LMAO. That just shows what happens even when the Clips do get a break. I bet that extra couple of million had something to do with his decision too.


----------



## RoddneyThaRippa (Jun 28, 2003)

> Originally posted by <b>Im The One</b>!
> LMAO. That just shows what happens even when the Clips do get a break. I bet that extra couple of million had something to do with his decision too.


Quit *****ing. You guys get breaks all the time, stockpiling incredible talent. It is your management who doesn't do anything with it. Don't blame it on luck.


----------



## Im The One (Sep 1, 2002)

> Originally posted by <b>RoddneyThaRippa</b>!
> 
> 
> Quit *****ing. You guys get breaks all the time, stockpiling incredible talent. It is your management who doesn't do anything with it. Don't blame it on luck.


Whos *****ing? I'm laughing

and dont ever disrespect the Don or the mob will come after you 
:mob:


----------



## antibody (Apr 4, 2003)

> Originally posted by <b>RoddneyThaRippa</b>!
> It is your management who doesn't do anything with it. Don't blame it on luck.


I'd have to agree here. The Clipps have had numerous opportunities to right the ship down there over the years...top picks after top picks. The team management has been a joke and probably the worst in the NBA. Maybe it's more than that, I really don't know.


----------



## Natty Dreadlockz (Jul 21, 2003)

> I'd have to agree here. The Clipps have had numerous opportunities to right the ship down there over the years...top picks after top picks. The team management has been a joke and probably the worst in the NBA. Maybe it's more than that, I really don't know.

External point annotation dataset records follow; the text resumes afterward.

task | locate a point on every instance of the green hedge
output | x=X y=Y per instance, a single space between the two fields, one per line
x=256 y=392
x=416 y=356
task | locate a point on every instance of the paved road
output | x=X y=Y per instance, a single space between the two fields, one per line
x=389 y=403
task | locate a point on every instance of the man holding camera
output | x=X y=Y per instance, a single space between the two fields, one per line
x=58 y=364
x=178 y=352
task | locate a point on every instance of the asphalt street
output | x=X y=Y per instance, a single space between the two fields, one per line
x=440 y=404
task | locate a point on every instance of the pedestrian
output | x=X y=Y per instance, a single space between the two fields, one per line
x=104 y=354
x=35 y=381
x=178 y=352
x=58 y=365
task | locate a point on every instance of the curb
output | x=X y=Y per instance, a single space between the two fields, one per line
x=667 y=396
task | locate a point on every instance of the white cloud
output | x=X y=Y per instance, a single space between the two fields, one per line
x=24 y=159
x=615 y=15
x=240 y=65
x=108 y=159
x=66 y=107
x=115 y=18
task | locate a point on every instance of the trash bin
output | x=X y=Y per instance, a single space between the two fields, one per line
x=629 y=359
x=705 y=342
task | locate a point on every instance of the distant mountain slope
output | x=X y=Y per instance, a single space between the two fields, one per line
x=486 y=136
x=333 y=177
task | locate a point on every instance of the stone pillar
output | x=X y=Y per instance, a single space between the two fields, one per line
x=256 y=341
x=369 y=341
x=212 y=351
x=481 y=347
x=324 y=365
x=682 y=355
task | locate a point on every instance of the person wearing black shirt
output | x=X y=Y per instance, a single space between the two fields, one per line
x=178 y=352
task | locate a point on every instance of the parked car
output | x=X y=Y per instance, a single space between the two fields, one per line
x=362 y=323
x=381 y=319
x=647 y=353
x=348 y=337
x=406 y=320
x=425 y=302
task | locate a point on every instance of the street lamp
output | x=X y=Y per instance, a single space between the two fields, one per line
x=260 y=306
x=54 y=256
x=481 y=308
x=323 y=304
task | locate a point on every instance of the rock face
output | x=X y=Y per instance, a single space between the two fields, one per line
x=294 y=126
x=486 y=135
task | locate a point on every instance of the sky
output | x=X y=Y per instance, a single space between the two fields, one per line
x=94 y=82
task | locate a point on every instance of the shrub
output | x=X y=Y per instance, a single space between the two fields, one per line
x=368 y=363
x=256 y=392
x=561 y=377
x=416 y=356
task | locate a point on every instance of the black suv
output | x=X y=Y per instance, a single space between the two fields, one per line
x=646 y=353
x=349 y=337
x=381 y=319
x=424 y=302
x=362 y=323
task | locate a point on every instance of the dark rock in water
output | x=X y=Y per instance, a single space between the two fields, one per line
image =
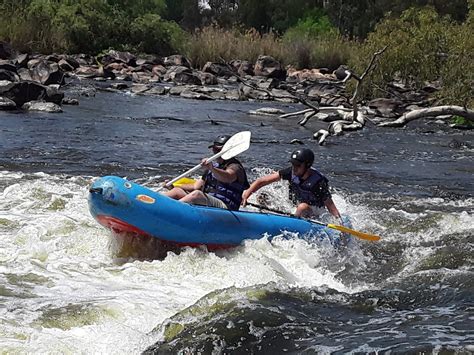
x=9 y=75
x=70 y=101
x=195 y=95
x=23 y=92
x=6 y=50
x=296 y=141
x=385 y=107
x=119 y=86
x=42 y=106
x=185 y=77
x=269 y=67
x=149 y=59
x=341 y=72
x=455 y=144
x=53 y=58
x=83 y=59
x=7 y=65
x=54 y=95
x=243 y=67
x=177 y=60
x=47 y=73
x=7 y=104
x=157 y=90
x=87 y=72
x=22 y=60
x=64 y=65
x=118 y=57
x=217 y=69
x=207 y=78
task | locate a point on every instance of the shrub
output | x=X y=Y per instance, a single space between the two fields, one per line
x=151 y=34
x=415 y=42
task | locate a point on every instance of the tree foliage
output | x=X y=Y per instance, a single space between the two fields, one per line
x=422 y=46
x=87 y=25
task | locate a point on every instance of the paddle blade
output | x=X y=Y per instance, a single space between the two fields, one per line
x=358 y=234
x=184 y=181
x=237 y=144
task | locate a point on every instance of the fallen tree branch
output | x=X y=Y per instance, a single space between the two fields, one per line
x=430 y=112
x=360 y=79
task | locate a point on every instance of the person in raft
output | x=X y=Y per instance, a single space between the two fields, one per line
x=220 y=186
x=308 y=187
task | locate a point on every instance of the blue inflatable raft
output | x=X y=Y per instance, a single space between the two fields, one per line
x=124 y=206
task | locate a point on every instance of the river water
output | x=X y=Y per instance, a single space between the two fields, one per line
x=69 y=286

I'll put it like this... Management hasn't alway's picked the best talent available wit their abundance of #1st round picks... It's a gamble that we often lost... So when those #1st round picks rook contracts are up they bolt for more loot... Do I blame management for not give'n fat *** contracts to Brent Barry(95)..Mo Taylor(97)..Derrick Anderson(97)..Loy Vaught(90)..Benoit Benjamin(85)..Danny Manning(88)..Rodney Rodgers(93)..Soft Chew Kandi(98)..Reggie Williams(87)..Lamond Murray(94)..Bo Kimble(90)..Joe Wolf(87)..Ken Norman(87)..Hershey Hawkins(88)..Danny Ferry(89)..LeRon Ellis(91)..Randy Woods(92)..Terry Dehere(93)..Greg Minor(94)..Lorenzen Wright(96)..Brian Skinner(98) and Elmore Spencer(92)?... HELL NO... Do you?... The only moves I can say I was pissed bout since I been followin the Clipps(since birth-79-it seems) is Odom..McInnis..Pike..Miles and McDyess... Sorry for take'n this back to 85... But our picks have mostly been ****... Peace


----------



## dukeballer25 (Aug 26, 2003)

damn, what was the point of the coin toss?
lol


----------



## Ben1 (May 20, 2003)

I do this coin toss stuff sometimes too, even though I've made up my mind already. 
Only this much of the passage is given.